PRINCE allowed for both cigarettes and biscuits
In General Biscuits Belgie NV v Trademark Board of Appeal (Case V 10-07, December 21 2007), the Maritime and Commercial Court has allowed the registration of the trademark PRINCE for biscuits despite the opposition by the owner of the earlier mark PRINCE for cigarettes.
House of Prince A/S, Denmark's largest tobacco manufacturer, is the owner of the trademark PRINCE for goods in Class 34 (cigarettes). It claimed that its trademark was well known in Denmark and that General Biscuit's use of the trademark for biscuits would be detrimental to, or take unfair advantage of, the distinctiveness or repute of its trademark.
The Trademark Board of Appeal agreed and denied General Biscuits' application for registration. General Biscuits brought the issue before the Maritime and Commercial Court, which ruled in General Biscuits' favour.
The parties agreed that the PRINCE trademark was well known in Denmark for cigarettes. The court made a thorough evaluation of Section 15(4)(i) of the Trademarks Act, under which registration of the trademark PRINCE for biscuits would be excluded only if using it would:
- imply an unfair use of the earlier trademark's distinctiveness;
- imply an unfair use of the earlier trademark's repute;
- be detrimental to the earlier trademark's distinctiveness; or
- harm the earlier trademark's repute.
House of Prince, the owner of the earlier trademark, had to prove that one or more of these conditions applied.

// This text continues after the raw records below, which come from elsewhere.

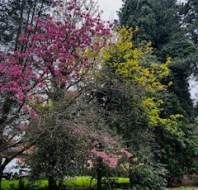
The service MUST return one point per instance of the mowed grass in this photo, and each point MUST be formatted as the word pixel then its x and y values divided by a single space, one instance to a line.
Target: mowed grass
pixel 77 183
pixel 185 188
pixel 82 182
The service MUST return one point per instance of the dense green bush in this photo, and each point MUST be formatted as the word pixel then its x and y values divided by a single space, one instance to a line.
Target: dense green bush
pixel 149 177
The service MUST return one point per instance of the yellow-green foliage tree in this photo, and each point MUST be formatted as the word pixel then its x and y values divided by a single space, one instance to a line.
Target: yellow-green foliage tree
pixel 133 66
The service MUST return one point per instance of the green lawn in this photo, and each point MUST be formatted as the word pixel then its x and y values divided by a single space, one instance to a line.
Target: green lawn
pixel 77 183
pixel 185 188
pixel 81 182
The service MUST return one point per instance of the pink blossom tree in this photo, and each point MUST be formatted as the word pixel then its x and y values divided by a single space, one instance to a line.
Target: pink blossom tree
pixel 54 55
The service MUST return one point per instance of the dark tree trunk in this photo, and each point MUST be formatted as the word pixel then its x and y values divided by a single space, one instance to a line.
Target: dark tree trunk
pixel 51 183
pixel 99 174
pixel 1 176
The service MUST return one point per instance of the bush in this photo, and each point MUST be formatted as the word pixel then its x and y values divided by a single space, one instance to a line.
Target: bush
pixel 149 177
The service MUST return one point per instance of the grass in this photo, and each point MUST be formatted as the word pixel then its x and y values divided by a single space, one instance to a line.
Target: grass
pixel 185 188
pixel 82 182
pixel 76 183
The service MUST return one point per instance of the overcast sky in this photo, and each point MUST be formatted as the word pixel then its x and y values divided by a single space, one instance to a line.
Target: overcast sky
pixel 109 8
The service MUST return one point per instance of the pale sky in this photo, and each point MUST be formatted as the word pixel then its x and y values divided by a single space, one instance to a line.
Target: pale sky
pixel 109 8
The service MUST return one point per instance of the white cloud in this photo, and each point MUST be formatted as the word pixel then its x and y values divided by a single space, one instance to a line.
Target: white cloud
pixel 109 8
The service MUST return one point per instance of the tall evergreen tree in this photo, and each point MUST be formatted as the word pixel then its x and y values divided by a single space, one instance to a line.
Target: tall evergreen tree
pixel 159 22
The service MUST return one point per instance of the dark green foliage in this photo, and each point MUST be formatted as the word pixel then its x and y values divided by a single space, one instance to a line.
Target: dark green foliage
pixel 149 177
pixel 160 23
pixel 172 29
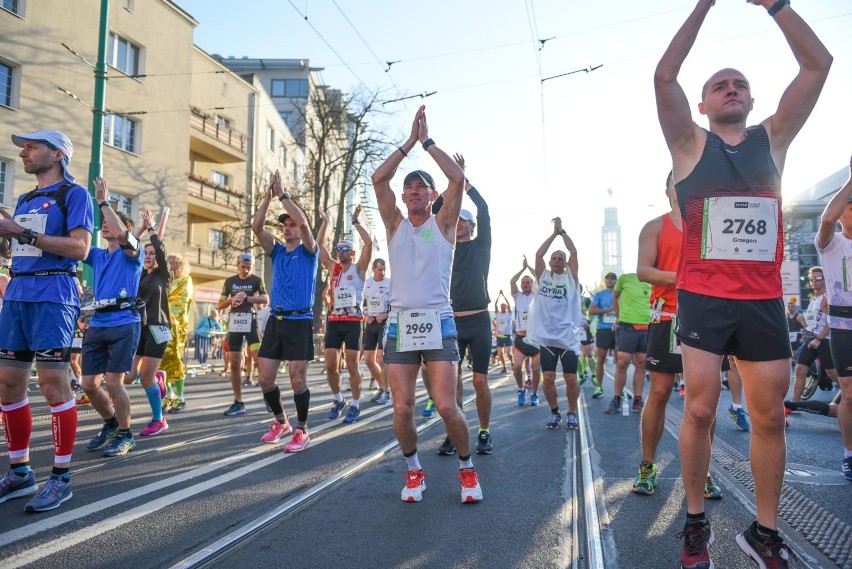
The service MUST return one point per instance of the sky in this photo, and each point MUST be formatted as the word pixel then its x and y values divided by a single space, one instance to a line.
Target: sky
pixel 539 140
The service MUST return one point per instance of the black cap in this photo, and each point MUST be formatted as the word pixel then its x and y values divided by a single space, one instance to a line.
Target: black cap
pixel 427 179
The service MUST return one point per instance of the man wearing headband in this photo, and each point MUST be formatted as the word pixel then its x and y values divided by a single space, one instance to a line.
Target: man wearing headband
pixel 51 231
pixel 421 325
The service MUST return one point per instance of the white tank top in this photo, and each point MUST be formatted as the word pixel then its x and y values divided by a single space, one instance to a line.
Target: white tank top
pixel 376 296
pixel 556 314
pixel 421 259
pixel 523 303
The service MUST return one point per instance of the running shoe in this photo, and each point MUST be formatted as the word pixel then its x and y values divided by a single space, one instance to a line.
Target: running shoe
pixel 119 445
pixel 697 538
pixel 447 448
pixel 15 486
pixel 415 483
pixel 429 409
pixel 336 409
pixel 471 491
pixel 770 552
pixel 299 441
pixel 638 404
pixel 483 443
pixel 236 408
pixel 160 378
pixel 711 489
pixel 738 415
pixel 554 421
pixel 55 491
pixel 102 438
pixel 571 421
pixel 614 406
pixel 276 431
pixel 352 415
pixel 154 427
pixel 646 481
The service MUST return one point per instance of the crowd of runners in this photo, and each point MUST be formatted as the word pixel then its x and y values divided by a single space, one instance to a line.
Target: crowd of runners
pixel 700 306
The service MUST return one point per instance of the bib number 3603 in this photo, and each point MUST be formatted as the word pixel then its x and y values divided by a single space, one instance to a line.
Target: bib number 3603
pixel 740 228
pixel 419 330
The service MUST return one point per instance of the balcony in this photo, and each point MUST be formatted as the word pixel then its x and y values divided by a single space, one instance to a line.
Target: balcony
pixel 214 201
pixel 221 143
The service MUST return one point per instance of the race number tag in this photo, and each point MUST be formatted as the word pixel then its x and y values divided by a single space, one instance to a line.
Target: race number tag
pixel 344 297
pixel 34 221
pixel 239 322
pixel 160 333
pixel 740 228
pixel 376 305
pixel 418 330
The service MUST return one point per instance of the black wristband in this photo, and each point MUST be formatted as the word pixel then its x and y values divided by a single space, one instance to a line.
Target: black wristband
pixel 777 7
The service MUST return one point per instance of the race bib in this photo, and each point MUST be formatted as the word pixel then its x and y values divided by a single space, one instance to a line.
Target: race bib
pixel 345 297
pixel 740 228
pixel 376 305
pixel 160 333
pixel 239 322
pixel 34 221
pixel 418 330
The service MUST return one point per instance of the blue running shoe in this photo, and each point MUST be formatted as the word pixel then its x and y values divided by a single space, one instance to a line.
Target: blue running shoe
pixel 15 486
pixel 352 415
pixel 571 421
pixel 336 409
pixel 55 492
pixel 429 409
pixel 738 416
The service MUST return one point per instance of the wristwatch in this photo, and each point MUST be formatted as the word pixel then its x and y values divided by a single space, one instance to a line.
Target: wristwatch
pixel 27 237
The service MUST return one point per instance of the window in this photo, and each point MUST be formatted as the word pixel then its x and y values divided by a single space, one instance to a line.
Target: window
pixel 217 239
pixel 289 88
pixel 218 178
pixel 123 55
pixel 120 132
pixel 120 202
pixel 270 138
pixel 4 175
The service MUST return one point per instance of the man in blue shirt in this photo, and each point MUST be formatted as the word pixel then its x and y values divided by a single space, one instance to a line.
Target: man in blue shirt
pixel 604 337
pixel 51 231
pixel 289 333
pixel 114 330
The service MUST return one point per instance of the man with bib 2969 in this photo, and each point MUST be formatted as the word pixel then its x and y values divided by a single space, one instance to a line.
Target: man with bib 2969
pixel 728 182
pixel 421 325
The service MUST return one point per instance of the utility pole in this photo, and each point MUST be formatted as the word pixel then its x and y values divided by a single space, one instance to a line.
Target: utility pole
pixel 96 166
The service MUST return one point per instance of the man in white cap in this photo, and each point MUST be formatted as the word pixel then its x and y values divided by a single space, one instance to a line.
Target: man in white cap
pixel 51 230
pixel 240 294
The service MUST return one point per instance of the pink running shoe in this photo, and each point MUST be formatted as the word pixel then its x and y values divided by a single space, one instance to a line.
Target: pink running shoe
pixel 155 427
pixel 276 431
pixel 299 441
pixel 160 377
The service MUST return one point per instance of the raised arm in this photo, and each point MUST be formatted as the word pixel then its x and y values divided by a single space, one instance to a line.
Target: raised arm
pixel 833 211
pixel 680 131
pixel 801 95
pixel 646 269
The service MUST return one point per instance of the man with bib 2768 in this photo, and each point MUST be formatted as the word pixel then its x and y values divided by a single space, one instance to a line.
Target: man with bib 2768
pixel 728 182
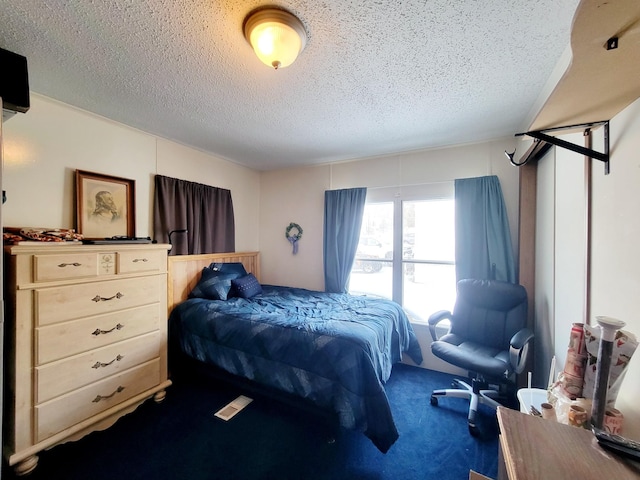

The court stated that it is a well-known fact that tobacco smoking is detrimental to one's health. This is not the case for biscuits, and there was no significant risk that a trademark for biscuits would be able to use unfairly or harm the reputation of a cigarette manufacturer with an identical mark. The court further stated that there was no risk that the use of the trademark PRINCE for biscuits would imply an unfair use of the distinctive mark which had been connected to House of Prince for cigarettes for many years.
The main question was whether the use of PRINCE for biscuits would be detrimental to the reputation of PRINCE used for cigarettes or, in other words, whether permitting General Biscuits to register PRINCE for biscuits would lead to a dilution of the trademark PRINCE for cigarettes.
The court discussed the term 'detrimental to distinctiveness' and concluded that PRINCE as a trademark in itself was not very distinctive. When General Biscuits applied for registration, the trademark for cigarettes had obtained a high degree of distinctiveness through intensive use and marketing since 1957. However, in the meantime, registrations of the trademark PRINCE for goods other than cigarettes had existed in Denmark.
The court also mentioned that from a consumer's point of view, there is a significant distance between harmful and highly taxed cigarettes which are normally sold over the counter and chocolate biscuits which are readily available on supermarket shelves.
House of Prince appealed to the Supreme Court on February 8 2008.